The Art of Clairtone: The Making of a Design Icon, 1958–1971.
Description
Contains Photos
$45.00
ISBN 978-0-7710-6507-1
DDC 338.476213810971
Publisher
Year
Contributor
Janet Arnett is the former campus manager of adult education at Ontario’s Georgian College. She is the author of Antiques and Collectibles: Starting Small, The Grange at Knock, and 673 Ways to Save Money.
Review
In 1958 two young Canadian entrepreneurs started a hi-fi stereo manufacturing business. They started small, but their dreams and ambitions were huge, and soon Peter Munk and David Gilmour had their company on the path to skyrocketing growth, international fame and, equally quickly, total collapse.
With an emphasis on design, they quickly built Clairtone into a “powerful brand that stood for style and innovation and optimism.”

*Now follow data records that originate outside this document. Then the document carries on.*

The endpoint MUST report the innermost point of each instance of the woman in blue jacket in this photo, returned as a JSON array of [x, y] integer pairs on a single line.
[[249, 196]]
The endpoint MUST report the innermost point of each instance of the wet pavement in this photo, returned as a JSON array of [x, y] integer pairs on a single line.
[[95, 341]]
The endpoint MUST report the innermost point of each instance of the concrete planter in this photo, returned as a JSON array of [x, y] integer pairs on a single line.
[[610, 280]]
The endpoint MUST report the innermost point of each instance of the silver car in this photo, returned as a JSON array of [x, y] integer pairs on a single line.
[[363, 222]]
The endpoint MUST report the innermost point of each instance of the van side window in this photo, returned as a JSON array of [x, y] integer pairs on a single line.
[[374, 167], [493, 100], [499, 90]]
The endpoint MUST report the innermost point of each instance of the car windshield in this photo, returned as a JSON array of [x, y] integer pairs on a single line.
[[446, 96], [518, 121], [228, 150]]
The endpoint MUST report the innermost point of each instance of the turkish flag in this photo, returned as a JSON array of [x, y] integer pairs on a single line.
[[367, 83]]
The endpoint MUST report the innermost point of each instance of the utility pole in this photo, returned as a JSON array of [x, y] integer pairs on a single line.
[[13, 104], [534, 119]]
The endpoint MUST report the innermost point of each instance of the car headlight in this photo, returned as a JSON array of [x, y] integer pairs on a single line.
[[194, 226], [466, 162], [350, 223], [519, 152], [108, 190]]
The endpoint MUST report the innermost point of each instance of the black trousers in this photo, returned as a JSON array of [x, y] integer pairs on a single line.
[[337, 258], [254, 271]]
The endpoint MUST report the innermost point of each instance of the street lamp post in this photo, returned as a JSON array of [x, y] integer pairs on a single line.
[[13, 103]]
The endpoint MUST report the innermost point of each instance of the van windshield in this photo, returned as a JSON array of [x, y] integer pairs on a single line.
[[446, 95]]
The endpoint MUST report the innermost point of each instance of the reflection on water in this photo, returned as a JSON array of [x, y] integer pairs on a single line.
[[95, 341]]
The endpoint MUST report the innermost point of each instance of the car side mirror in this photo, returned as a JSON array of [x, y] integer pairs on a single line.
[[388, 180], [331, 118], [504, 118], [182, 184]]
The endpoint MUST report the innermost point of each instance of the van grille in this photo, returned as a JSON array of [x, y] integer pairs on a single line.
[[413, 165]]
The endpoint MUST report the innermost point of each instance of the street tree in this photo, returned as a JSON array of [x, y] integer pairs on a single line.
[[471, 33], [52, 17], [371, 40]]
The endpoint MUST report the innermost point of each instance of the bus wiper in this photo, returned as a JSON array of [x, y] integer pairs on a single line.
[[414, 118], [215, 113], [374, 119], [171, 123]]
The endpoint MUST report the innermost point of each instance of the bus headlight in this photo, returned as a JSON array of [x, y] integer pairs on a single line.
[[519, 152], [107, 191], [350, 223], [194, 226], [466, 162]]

Clairtone stereos, blending technology with Scandinavian design, were a perfect fit for the 1960s lifestyle. It was a time when stereo equipment looked like furniture—or coffins on legs. Clairtone, too, built lots of those cabinets then broke free from the expected with a totally new design. Their Project G stereos had a space-age look, with “aggressive” black spun aluminum spheres for speakers attached to a sleek rosewood module. They took North American markets by storm. Then, after growing too quickly and suffering major production problems at their enormous factory in Nova Scotia, Clairtone faced near-instant failure. By 1972 the once-famous Clairtone business was closed.
The Clairtone story is told by Munk’s daughter in a very readable text supported by an extensive album of strong visuals. These include product photos and archival material such as memos, press releases, ads, brochures, pages from annual reports, designers’ sketches, and shots of department store and trade show displays. There’s information on key employees, product placements in movies, celebrity endorsements, and marketing campaigns, including some run by Dalton Camp.
The work is a history of a Canadian business, a tribute to a great Canadian design, and a memorial to both. It is a fun read about a piece of Canadiana and will be welcomed by Clairtone collectors and students of design. It documents an early chapter in the career of Peter Munk, Canada’s “serial entrepreneur.”